The third decade of the twentieth century ushered in a new period of multiple and overlapping global crises: a pandemic, military conflict as well as climate, energy and inflationary crises followed the multiple crises of the previous decade in Europe and beyond. The relationship between citizens and political institutions was already under a lot of strain in recent years as systems of governance at all levels struggled to cope with new, overwhelming challenges. This strained relationship has been linked with high levels of electoral volatility, decline of party identification and electoral participation, episodes of protest mobilization, the rise of various types anti-establishment political parties and politicians with questionable commitment to democratic values. These expressions are perceived as indicative of a democratic malaise with one of its main correlates, if not drivers, being the erosion of citizen trust and growing distrust towards political institutions.

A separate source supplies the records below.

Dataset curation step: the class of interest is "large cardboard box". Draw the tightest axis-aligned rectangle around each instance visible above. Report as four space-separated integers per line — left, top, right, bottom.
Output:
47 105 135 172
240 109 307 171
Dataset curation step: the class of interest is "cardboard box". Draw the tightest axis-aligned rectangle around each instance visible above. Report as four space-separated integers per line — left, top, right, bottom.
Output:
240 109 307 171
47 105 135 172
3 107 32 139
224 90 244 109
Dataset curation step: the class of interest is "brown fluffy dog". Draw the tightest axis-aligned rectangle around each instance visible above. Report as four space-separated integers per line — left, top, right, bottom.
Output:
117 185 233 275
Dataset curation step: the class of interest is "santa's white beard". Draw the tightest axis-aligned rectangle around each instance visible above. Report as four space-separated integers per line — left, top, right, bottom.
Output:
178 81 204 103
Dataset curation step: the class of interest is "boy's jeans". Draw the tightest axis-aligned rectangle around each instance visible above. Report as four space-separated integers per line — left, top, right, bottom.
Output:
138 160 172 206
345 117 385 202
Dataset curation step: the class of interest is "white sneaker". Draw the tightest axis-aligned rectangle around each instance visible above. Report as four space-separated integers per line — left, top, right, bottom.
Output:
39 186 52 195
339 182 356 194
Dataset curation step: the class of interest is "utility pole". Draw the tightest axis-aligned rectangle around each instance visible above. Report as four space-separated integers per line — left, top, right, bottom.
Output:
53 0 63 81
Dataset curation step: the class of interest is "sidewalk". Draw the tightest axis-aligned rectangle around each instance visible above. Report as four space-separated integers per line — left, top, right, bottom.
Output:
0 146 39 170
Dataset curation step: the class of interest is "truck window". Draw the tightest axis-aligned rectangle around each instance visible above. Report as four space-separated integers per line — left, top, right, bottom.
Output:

This panel invites paper submissions that investigate more in depth the phenomena of political trust and/or distrust in light of the recent crises. What is affecting levels of political trust and/or distrust? How relevant is (dis-)trust for the functioning and the legitimization of democracy? Is trust an intention-based or a performance-based outcome? How does trust relate to different levels of governance and how can we explain discrepancies? Can there be positive forms of political distrust and could distrust be a corrective to mounting democratic deficits? Are political trust and/or distrust dependent on institutional performance or can they have more durable normative foundations? What is the impact of the recent crises on political trust and distrust?
Priority will be given to paper proposals that rely on empirically-driven research with a comparative focus. The panel is open to all area specialists.